Y por si esto no hubiera sido bastante milagroso, después viene el proceso de lectura de la proyección.

En esa lectura volvemos a proyectar, ahora en el cerebro, una segunda idea de espacio, nutriéndola con la proyección de la primera. Y estos procedimientos se retroalimentan, y se repiten cientos de veces, mezclándose con otros y entre sí. Produciendo, en los mejores casos, un tornado portentoso.

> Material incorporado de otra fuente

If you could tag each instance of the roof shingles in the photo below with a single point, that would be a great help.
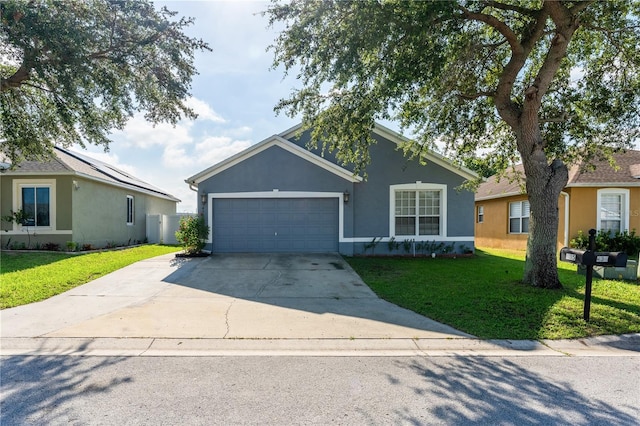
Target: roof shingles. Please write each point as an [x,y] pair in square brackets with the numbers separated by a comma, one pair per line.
[627,172]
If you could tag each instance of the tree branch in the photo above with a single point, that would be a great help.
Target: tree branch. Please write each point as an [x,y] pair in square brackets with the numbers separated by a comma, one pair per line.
[472,96]
[15,80]
[510,7]
[494,22]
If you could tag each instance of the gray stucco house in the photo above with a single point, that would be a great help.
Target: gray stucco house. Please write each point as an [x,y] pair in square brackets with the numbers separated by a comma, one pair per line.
[278,196]
[75,198]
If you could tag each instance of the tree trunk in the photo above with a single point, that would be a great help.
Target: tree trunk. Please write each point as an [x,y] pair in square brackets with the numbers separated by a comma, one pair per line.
[544,182]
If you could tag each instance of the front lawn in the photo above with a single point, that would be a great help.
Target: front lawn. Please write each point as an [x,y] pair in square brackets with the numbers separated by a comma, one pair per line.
[483,296]
[28,277]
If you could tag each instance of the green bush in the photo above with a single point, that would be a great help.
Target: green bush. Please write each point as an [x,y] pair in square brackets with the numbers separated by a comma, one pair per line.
[192,233]
[624,241]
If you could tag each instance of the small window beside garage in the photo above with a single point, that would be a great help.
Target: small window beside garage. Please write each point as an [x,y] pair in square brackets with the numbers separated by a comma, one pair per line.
[130,209]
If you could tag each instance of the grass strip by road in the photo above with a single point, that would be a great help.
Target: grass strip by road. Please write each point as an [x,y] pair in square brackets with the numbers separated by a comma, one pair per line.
[484,296]
[28,277]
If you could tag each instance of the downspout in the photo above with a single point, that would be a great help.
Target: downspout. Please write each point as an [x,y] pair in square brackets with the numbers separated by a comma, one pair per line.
[566,218]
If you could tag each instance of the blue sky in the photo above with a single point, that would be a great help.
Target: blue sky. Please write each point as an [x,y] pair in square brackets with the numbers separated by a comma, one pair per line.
[234,95]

Sólo había un océano de aire en reposo. Y todo él se convirtió, a partir y a través de una serie de trazos y procesos más o menos racionales, en una enorme espiral ascendente que acabó definiendo un espacio maravilloso. ¿Dónde residia todo ese poderío?

Quizá casi toda la magia esté, todo el rato, almacenada como un potencial. Repartido en cada rincón, en cada cajón, entre la ropa de los armarios de todas las casas. Entre los dedos de pies y manos de cada humano. Entre el pelo y la piel de los animales. En el reverso de cada hoja de papel y de cada árbol. Bajo todas las piedras del mundo. 

O si no que alguien elabore alguna teoría seria 
acerca del lugar donde se guarda toda la magia
que aún no ha sido lanzada al mundo como tal.

Porque es mucha.

domingo, 7 de agosto de 2011

De la seguridad afectando la percepción espacial



desde mi terraza, mirando al este, once y media de la noche



Vivir en la capital de un país, con la puerta de casa abierta, de día y de noche. Recordar en el trabajo que no has cerrado la ventana y que sólo te preocupe la lluvia.

Cómo conseguirlo en  lugares donde actualmente no gozan de ese privilegio es una cuestión inmensa que se me escapa. Por eso me limito a describir (y a disfrutar) la sensación, y el cómo esta tranquilidad modifica la percepción que tengo del espacio que me rodea:

De repente mi habitación acaba unos metros más allá de sus paredes, se mezcla con las otras habitaciones, la cocina y el salón , pero también con la terraza y el jardín del piso de abajo. Mi tejado es uno solo, con todos los demás. Y mi casa no sólo es mi casa. Mi casa es el barrio. En parte porque el barrio entra amablemente hasta mi colchón: toda una violación de los principios que yo tenía, estrangulados, antes de venir a Islandia.

Que la vida y las relaciones sociales parezcan otra cosa. De otra forma.

Como si las fronteras entre dentro y fuera, entre estancias y zonas de paso, entre calle y parque, hubieran sido tímidamente construidas de algodón de azúcar.

Como si viviera, literalmente, en una nube.